Dry-bulk shippers, such as Navios Maritime (NMM) and DryShips (DRYS - Get Report), are comparable investments with worse merits. International Shipholding is TheStreet.com's top-ranked marine company due to its recent stock performance and record of consistent earnings growth. Over the past three years, International Shipholding has more than doubled profit annually, on average. The shares have fallen 22% over the past month, presenting contrarians with a buying opportunity.
Third-quarter net income stalled at $11 million, but earnings per share climbed marginally to $1.55. The company's net margin narrowed from 13% to 12% as growth in voyage expenses exceeded a 9% sales increase.
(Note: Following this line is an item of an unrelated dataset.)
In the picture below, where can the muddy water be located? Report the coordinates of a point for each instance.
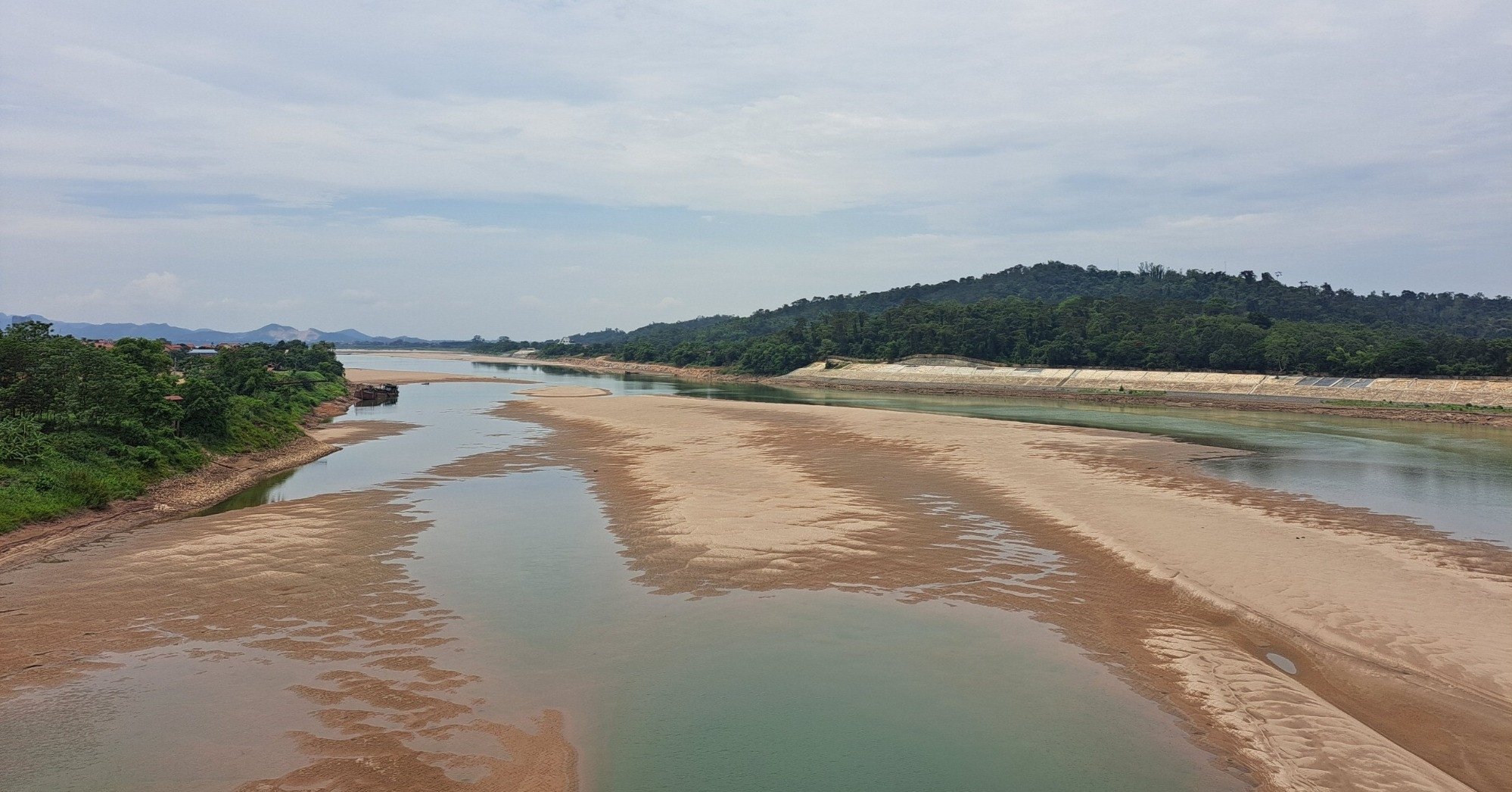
(368, 611)
(1457, 478)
Such deterioration is worrisome. Still, similarly sized marine rival Danaos (DAC) recorded a 41% profit drop, and Safe Bulkers (SB - Get Report) notched a 43% decrease. All things considered, International Shipholding is faring well. Its 0.7 debt-to-equity ratio is less than the industry average, indicating conservative leverage.
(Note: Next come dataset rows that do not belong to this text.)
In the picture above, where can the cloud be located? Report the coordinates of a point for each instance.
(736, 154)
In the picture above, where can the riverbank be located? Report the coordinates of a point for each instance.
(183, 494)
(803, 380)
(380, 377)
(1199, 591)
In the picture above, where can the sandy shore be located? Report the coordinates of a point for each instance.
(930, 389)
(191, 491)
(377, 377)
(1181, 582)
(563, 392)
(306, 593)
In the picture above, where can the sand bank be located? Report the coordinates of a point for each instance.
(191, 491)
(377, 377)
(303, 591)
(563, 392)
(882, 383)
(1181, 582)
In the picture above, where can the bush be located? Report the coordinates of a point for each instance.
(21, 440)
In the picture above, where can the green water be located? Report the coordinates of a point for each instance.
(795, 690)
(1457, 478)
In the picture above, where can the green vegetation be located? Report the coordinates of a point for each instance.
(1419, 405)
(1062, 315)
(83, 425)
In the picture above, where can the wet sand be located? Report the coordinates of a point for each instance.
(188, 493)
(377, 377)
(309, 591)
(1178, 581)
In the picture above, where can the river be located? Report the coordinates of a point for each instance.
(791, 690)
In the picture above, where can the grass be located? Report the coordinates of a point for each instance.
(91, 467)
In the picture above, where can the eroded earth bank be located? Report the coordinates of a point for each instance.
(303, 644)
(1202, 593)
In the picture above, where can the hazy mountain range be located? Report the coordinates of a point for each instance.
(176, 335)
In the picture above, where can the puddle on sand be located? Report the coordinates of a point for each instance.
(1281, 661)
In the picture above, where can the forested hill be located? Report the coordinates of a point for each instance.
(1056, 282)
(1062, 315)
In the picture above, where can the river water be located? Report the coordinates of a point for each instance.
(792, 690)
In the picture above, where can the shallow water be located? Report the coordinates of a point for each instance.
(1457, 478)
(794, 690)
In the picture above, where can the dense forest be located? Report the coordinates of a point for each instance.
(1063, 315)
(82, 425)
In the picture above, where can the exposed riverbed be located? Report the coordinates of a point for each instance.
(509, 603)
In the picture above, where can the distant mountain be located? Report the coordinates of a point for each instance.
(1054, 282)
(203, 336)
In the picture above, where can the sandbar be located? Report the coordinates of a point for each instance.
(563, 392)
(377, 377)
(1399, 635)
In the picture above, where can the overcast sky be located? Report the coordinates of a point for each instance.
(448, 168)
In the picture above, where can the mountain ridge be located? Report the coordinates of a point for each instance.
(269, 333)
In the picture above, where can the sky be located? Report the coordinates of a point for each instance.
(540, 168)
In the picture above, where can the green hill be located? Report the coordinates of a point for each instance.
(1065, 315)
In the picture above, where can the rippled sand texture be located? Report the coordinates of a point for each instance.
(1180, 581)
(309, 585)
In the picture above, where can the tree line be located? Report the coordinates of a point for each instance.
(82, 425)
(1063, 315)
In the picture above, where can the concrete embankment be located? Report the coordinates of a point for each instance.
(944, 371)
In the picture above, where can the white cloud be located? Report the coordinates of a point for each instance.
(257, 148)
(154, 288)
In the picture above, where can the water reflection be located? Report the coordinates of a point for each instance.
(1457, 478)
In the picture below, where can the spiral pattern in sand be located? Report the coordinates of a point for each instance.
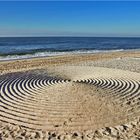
(31, 101)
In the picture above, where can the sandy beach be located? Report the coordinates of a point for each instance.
(83, 96)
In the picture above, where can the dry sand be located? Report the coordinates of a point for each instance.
(79, 97)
At its current share price, the stock yields 7%, with a payout ratio of 40%. The stock is cheaper than that of the average marine company, based on all of our valuation measures. The shares trade below book value per share, even though the quarterly return on equity tagged 16%, beating the industry average and the S&P 500 Index. The PEG ratio, at 0.2, compares favorably to the marine industry average of 4.1. Shipping stocks are cyclically sensitive, but International Shipholding has a beta of 0.4, noticeably lower than those of competitors.